To solve the given equation:

$\frac{7}{6 + 3x - 5(x + 2)} = \frac{1}{4(2-x)}$

we will follow these steps:

• Simplify the expression inside the denominators.
• Cross-multiply to eliminate the fractions.
• Solve the resulting linear equation for $x$.
• Check the solution in the original equation to ensure there are no extraneous solutions.

Let's go through each step:

Step 1: Simplify the denominators
The first step is to simplify the expression in the denominator on the left-hand side: $6 + 3x - 5(x + 2)$.
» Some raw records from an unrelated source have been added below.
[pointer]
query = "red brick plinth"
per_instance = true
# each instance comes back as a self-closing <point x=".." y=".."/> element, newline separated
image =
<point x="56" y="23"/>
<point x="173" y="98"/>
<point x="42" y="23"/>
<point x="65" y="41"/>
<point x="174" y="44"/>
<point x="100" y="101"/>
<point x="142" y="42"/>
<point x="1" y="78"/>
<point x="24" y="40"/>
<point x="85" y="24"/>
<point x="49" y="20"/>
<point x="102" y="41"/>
Distribute the $-5$ in the expression:

$6 + 3x - 5(x + 2) \implies 6 + 3x - 5x - 10$

Combine like terms:

$6 - 10 + 3x - 5x \implies -4 - 2x$

So, the equation becomes:

$\frac{7}{-4 - 2x} = \frac{1}{4(2-x)}$

Now, simplify $4(2-x)$:

$4(2-x) = 8 - 4x$

So the equation is:

$\frac{7}{-4 - 2x} = \frac{1}{8 - 4x}$

Step 2: Cross-multiply to eliminate fractions
Cross-multiply to get rid of the fractions:

$7 \times (8 - 4x) = 1 \times (-4 - 2x)$

Distribute on both sides:

$56 - 28x = -4 - 2x$

Step 3: Solve the linear equation for $x$
Rearrange the equation to bring like terms together:

$56 + 4 = 28x - 2x$

Simplify:

$60 = 26x$

Divide both sides by 26 to solve for $x$:

$x = \frac{60}{26} = \frac{30}{13}$

Step 4: Verify the solution
We need to ensure that our solution satisfies the original equation and doesn't create a situation where the denominator is zero:

We found $x = \frac{30}{13}$, so check that:

$6 + 3x - 5(x + 2) \neq 0$

Substitute $x = \frac{30}{13}$ back into the simplified denominator:

$-4 - 2 \left(\frac{30}{13}\right) \neq 0$

Calculate:

$-4 - \frac{60}{13} = \frac{-52 - 60}{13} = \frac{-112}{13} \neq 0$

Thus, the solution is valid.

Therefore, the solution to the problem is $x = \frac{30}{13}$.